In 2016, Saul Pwanson designed a plain-text file format for crossword puzzle data, and then spent a couple of months building a micro-data-pipeline, scraping tens of thousands of crosswords from various sources.
After putting all these crosswords in a simple uniform format, Saul used some simple command line commands to check for common patterns and irregularities.
Surprisingly enough, after visualizing the results, Saul discovered egregious plagiarism by a major crossword editor that had gone on for years.
I thoroughly enjoyed watching this talk on Youtube.
Saul covers the file format, data pipeline, and the design choices that aided rapid exploration; the evidence for the scandal, from the initial anomalies to the final damning visualization; and what it’s like for a data project to get 15 minutes of fame.
I tried to localize the dataset online, but it seems Saul’s website has since gone offline. If you do happen to find it, please do share it in the comments!
I love how people are using data and data science to fight fake news these days (see also Identifying Dirty Twitter Bots), and I recently came across another great example.
Conspirador Norteño (real name unkown) is a member of what they call #TheResistance. It’s a group of data scientists discovering and analyzing so-called botnets – networks of artificial accounts on social media websites, like Twitter.
TheResistance uses quantitative analysis to unveil large groups of fake accounts, spreading potential fake news, or fake-endorsing the (fake) news spread by others.

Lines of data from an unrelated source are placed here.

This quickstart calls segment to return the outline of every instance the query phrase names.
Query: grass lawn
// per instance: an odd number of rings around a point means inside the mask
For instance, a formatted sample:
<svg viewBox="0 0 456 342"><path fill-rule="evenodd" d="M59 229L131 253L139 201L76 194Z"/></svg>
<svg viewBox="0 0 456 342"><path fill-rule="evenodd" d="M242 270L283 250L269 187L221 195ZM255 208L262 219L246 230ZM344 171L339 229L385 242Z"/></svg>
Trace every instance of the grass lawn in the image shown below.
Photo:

They looked at the date of these accounts started following Shiva, offset by the date of their accounts’ creation. A remarkeable pattern appeared:
Although @va_shiva‘s recent followers look unremarkable, a significant majority of his first 5000 followers appear to have been created in batches and to have subsequently followed @va_shiva in rapid succession.

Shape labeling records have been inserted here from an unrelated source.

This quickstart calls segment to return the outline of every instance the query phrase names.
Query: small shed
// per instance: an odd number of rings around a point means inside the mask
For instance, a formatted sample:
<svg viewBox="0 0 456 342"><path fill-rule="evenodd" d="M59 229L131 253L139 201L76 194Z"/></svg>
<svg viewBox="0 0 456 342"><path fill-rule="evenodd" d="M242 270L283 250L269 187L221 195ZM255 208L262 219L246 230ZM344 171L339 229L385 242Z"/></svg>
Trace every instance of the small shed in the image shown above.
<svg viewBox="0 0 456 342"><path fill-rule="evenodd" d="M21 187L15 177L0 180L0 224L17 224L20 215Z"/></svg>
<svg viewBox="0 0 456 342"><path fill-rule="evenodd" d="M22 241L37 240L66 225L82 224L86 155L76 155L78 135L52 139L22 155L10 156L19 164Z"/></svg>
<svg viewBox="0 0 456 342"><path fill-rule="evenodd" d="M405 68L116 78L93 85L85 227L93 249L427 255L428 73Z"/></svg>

Looking at those followers in more detail, other suspicious patterns emerge. Their names follow a same pattern, they have an about equal amount of followers, followings, tweets, and (no) likes. Moreover, they were created only seconds apart. Many of them seem to follow each other as well.
If that wasn’t enough proof of something’s off, here’s a variety of their tweets… Not really what everyday folks would tweet right? Plus similar patterns again across acounts.
At first, I thought, so what? This Shiva guy probably just set up some automated (Python?) scripts to make Twitter account and follow him. Good for him. It worked out, as his most recent 10k followers followed him organically.
However, it becomes more scary if you notice this Shiva guy is (succesfully) promoting the firing of people working for the government:
Anyways, wanted to share this simple though cool approach to finding bots & fake news networks on social media. I hope you liked it, and would love to hear your thoughts in the comments!
Unsurprisingly, nouns like asylum, repatriation, displacement, persecution, plight, and crisis appear significantly more often in UNHCR speeches on refugees than in general English texts. The first visualization below shows the action-oriented verbs most commonly used in combination with these nouns.
This second visualization shows the most occurring verb-noun pairs.
Hannah used newsflash to retrieve the GDELT data on US TV news. Some channels seem to cover refugees more than others. I would have loved to see which topics occurred on each channel, but unfortunately she did not report on this.
Andrew Thompson was interested in what 10 topics a computer would identify in our daily news. He gathered over 140.000 new articles from the archives of 10 different sources, as you can see in the figure below.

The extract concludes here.